Une nouvelle étude montre que, dans les forêts tropicales d’Asie du sud-est, les sangliers favorisent l’éventail d’espèces d’arbres… s’il ne sont pas trop nombreux.
Les sangliers ont la réputation d’être des destructeurs. Les agriculteurs et les scientifiques savent que, lorsqu’ils sont trop nombreux, ils ne cessent de fouir et de se vautrer, ce qui peut avoir des conséquences néfastes sur les cultures et les écosystèmes en régénération. Il se peut que les prédateurs qui les chassent aient disparu, permettant ainsi à ces ongulés très répandus de proliférer. Mais, selon une étude récente, ces tendances destructrices peuvent aussi être un atout pour la santé globale des forêts dans les bonnes circonstances. Publié dans la revue Proceedings of the Royal Society B : Biological Sciences le 3 mars, l’article révèle que lorsque les laies construisent des nids sur le sol de la forêt tropicale, elles contribuent à maintenir l’équilibre de la diversité des espèces d’arbres dans l’écosystème.
Dans les jungles d’Asie du Sud-Est, les mères laies recherchent généralement des « lits » de plants qui ont poussé sur des zones plates et sèches de la forêt.
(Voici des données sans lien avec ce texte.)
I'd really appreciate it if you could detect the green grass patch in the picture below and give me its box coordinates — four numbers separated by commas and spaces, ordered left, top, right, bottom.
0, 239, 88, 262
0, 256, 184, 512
Elles coupent ensuite ces pousses ou les arrachent du sol pour former un nid protecteur pour les premières semaines de vie de leurs petits. Les origines des recherches de l’équipe, dirigée par Matthew Luskin, de l’université du Queensland en Australie, remontent à plusieurs décennies dans la réserve forestière de Pasoh, en Malaisie péninsulaire, où les sangliers vivent en « hyperabondance« , selon l’écologiste Kalan Ickes. En association avec ce dernier, Luskin a constaté que les parcelles préférées des laies en gestation étaient pleines de jeunes plants d’un ensemble relativement restreint d’espèces. Ils ont également découvert que les plants tendaient à provenir d’espèces plutôt communes dans la forêt.
« Cela procure un avantage aux espèces rares qui peuvent maintenir la diversité« , a déclaré M. Luskin au média en ligne Mongabay. Lorsqu’un sanglier détruit ces jeunes plants pour son nid, il empêche un petit groupe d’arbres prédominants d’occuper toute la place dans l’écosystème et contribue à cultiver un large éventail d’espèces. Cependant, Luskin et ses co-auteurs ne manquent pas d’avertir qu’un trop grand nombre de sangliers dans une zone donnée peut perturber l’équilibre délicat de l’écosystème forestier en réduisant la régénération des arbres.
D’autres recherches ont contribué à montrer que la disparition complète des sangliers pourrait également nuire à la santé de la forêt. « C’est exactement ce que l’on a constaté sur un site voisin où les sangliers ont été chassés : les graines et les plants d’arbres ont survécu, la croissance totale du sous-étage a augmenté et la diversité des arbres a diminué« , a déclaré Luskin à Mongabay. Des résultats qui soulignent l’équilibre délicat entre la faune sauvage et les processus environnementaux et rappellent le rôle d’ingénieur des écosystèmes des sangliers. Selon le chercheur, une maladie comme la peste porcine africaine, qui s’est récemment répandue en Asie du Sud-Est, pourrait ainsi entraîner des changements spectaculaires dans la composition des forêts.